開発の背景として、NTTらは既存の秘匿・改竄検知技術における欠点を挙げて次のように説明している。―ネットバンキングなど高度なセキュリティが求められるWebベースのサービスでは、第三者による情報の閲覧を防ぐ秘匿機能と、情報の変更の有無を検知する改竄検知機能が不可欠であり、システム全体の安全性を確保するためにはこれらの機能を適切に組み合わせてシステムに組み込む必要がある。しかしながら、2011年のBEAST攻撃や2013年のLucky Thirteen攻撃といった、この組み合わせ方法における脆弱性を巧妙に利用した攻撃が発生するなど大きな問題を抱えていた―。
問題の解決に向けて、以前より、情報の秘匿と改竄検知の両機能を同時かつ安全に実現する改竄検知暗号が提案されている。
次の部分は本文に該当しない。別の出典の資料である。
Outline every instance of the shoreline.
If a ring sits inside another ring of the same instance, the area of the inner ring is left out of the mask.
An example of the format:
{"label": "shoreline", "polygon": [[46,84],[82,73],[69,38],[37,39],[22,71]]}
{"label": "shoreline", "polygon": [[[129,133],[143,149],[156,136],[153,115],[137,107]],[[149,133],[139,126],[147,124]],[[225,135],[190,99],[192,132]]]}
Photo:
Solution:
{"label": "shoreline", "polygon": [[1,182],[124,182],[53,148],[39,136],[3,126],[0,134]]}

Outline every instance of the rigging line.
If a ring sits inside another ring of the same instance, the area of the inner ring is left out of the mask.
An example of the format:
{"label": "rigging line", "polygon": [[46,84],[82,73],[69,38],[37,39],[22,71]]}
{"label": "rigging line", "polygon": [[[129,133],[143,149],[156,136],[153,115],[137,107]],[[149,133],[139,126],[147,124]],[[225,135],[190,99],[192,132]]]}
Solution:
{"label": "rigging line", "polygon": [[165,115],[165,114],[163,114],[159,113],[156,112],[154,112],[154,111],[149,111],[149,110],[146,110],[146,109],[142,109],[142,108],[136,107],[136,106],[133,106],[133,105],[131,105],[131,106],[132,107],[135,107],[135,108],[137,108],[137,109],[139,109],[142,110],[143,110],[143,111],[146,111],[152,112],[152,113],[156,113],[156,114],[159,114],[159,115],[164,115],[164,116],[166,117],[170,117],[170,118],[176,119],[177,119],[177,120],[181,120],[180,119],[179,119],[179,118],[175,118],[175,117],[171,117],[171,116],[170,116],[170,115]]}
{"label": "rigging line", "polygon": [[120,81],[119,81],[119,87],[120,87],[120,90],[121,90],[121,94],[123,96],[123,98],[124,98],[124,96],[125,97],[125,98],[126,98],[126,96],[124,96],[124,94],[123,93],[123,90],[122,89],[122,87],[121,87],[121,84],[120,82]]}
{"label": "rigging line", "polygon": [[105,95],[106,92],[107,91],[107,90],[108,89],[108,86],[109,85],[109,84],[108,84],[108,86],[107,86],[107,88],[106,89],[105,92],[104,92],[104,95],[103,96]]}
だが、従来の改竄検知暗号方式は安全に利用するための制約条件が複雑で、システムの設計者に多大な負担を強いるものであったという。
今回開発された新しい改竄検知暗号方式は、復号処理の中間データを出力しても暗号文を偽造されない性質を備えている。そのため、復号したデータを溜め込まずに逐次的に出力できるので、記憶領域が少ないデバイス上でも大きなデータを取り扱うことが可能となる。
また、AES-GCMに代表される既存の改竄検知暗号方式の場合、安全に利用するためには、「ナンス」と呼ばれる、毎回必ず異なる値を入力する必要があるが、現実の利用においてはデータの再送やシステム構築の検証時に同一のナンスが使われて、安全性を欠くケースがあったという。NTTらが開発した改竄検知暗号方式では、同じ値をナンスとして利用してもほとんどの利用局面では問題が起きない設計がなされ、システム全体の安全性が脅かされる危険を極小化できるという。
さらに、AES-GCMでは一度に暗号化できる平文の長さは64GBが上限だが、新しい改竄検知暗号では事実上無制限に長い平文に対しても安全に利用できるとしている。
NTTらは、新しい改竄検知暗号方式をNIST(米国標準技術院)が支援する暗号評価プロジェクト「CAESAR」へ応募するとともに、安心・安全な情報化社会の基盤の確立に向けて本方式の普及を進めていくことを表明している。